En Catalogne en général et à Barcelone en particulier, le mouvement anarchosyndicaliste était dominant. L’avant-garde sociale, c’est à dire les éléments les plus combattifs de la classe ouvrière, était organisée au sein de celui-ci. Mais cette avant-garde sociale n’était pas une avant-garde politique car l’anarchosyndicalisme n’avait pas une théorie révolutionnaire pour la prise du pouvoir par la classe ouvrière. C’est précisément cela qui a permis la consolidation du stalinisme au sein de la révolution espagnole, ce qui s’exprimait en Catalogne à travers de l’influence du PSUC dirigé publiquement pas Joan Comorera et à l’intérieur par « Pedro ».

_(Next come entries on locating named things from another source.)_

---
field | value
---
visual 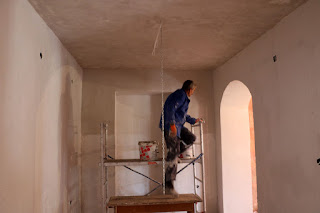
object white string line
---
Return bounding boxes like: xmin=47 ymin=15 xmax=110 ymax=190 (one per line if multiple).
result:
xmin=160 ymin=23 xmax=166 ymax=194
xmin=152 ymin=22 xmax=166 ymax=194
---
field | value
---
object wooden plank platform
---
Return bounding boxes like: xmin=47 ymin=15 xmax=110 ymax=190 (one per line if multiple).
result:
xmin=103 ymin=158 xmax=200 ymax=166
xmin=107 ymin=194 xmax=202 ymax=213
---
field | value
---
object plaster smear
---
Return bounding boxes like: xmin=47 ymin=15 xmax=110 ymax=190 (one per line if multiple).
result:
xmin=0 ymin=0 xmax=82 ymax=213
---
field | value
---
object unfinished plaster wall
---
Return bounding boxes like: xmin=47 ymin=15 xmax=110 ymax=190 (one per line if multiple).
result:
xmin=82 ymin=70 xmax=217 ymax=212
xmin=0 ymin=0 xmax=82 ymax=213
xmin=213 ymin=0 xmax=320 ymax=213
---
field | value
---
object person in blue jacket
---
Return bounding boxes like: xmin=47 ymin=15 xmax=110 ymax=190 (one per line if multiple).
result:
xmin=159 ymin=80 xmax=201 ymax=196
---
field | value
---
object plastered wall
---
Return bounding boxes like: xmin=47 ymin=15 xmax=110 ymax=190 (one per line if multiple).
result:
xmin=82 ymin=69 xmax=217 ymax=213
xmin=0 ymin=0 xmax=82 ymax=213
xmin=213 ymin=0 xmax=320 ymax=213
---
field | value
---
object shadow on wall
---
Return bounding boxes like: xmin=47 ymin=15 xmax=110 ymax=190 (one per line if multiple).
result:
xmin=35 ymin=66 xmax=80 ymax=212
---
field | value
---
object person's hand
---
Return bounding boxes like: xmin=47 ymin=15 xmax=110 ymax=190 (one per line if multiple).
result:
xmin=169 ymin=124 xmax=177 ymax=137
xmin=196 ymin=118 xmax=203 ymax=123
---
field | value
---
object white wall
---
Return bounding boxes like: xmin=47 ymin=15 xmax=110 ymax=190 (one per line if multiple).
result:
xmin=82 ymin=69 xmax=217 ymax=213
xmin=0 ymin=0 xmax=82 ymax=213
xmin=213 ymin=0 xmax=320 ymax=213
xmin=220 ymin=81 xmax=253 ymax=213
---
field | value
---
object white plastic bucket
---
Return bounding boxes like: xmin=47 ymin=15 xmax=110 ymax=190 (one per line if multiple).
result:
xmin=138 ymin=141 xmax=158 ymax=160
xmin=179 ymin=146 xmax=193 ymax=159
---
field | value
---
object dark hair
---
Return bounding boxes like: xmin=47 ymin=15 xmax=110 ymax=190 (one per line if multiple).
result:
xmin=182 ymin=80 xmax=197 ymax=91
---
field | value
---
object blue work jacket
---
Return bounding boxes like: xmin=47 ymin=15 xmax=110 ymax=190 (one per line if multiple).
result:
xmin=159 ymin=89 xmax=196 ymax=137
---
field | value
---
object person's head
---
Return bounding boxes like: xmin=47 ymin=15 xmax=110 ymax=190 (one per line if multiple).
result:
xmin=182 ymin=80 xmax=197 ymax=97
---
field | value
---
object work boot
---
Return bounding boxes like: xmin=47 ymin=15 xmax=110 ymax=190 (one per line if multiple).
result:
xmin=165 ymin=181 xmax=179 ymax=198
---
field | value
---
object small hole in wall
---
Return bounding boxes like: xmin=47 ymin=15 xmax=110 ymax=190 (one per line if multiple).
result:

Le mouvement anarchosyndicaliste en Catalogne était composé par la Confédération Nationale du Travail (CNT), par la Fédération Anarchiste Ibérique (FAI), par Mujeres Libres [Femmes Libres] (la première organisation révolutionnaire des femmes travailleuses dans l’Etat Espagnol) et par la Fédération Ibérique des Jeunesse Libertaires (FIJL). Cependant, ce sera la CNT-FAI qui sera à la tête de tout le mouvement libertaire. La CNT en tant que grande organisation de masse et la FAI comme une sorte de parti-guide. La CNT regroupait l’une des plus grosses fractions des masses ouvrières – on estime qu’elle organisait 1,5 million d’affiliés mais on peut estimer que son influence sociale était encore plus grande après 1936 où elle est apparue comme la direction de la victoire sur les putschistes en Catalogne. La FAI était plus un mythe qu’une réalité. C’est à Catalogne aussi que se trouvait la plupart des membres du Parti Ouvrier d’Unification Marxiste (POUM) qui était très fort à Lérida et qui dans les fait se soumettra politiquement à la CNT-FAI.
Indépendamment de l’incapacité politique de la direction de la CNT, la classe ouvrière encadrée au sein du mouvement anarchosyndicaliste a été l’avant-garde sociale puisqu’à peine finie la lutte dans les rues contre le coup, elle a commencé à collectiviser les entreprises et les terres. C’est contre cette dynamique que le stalinisme se battait en Catalogne, et sur ce terrain c’était « Pedro » qui était à la tête.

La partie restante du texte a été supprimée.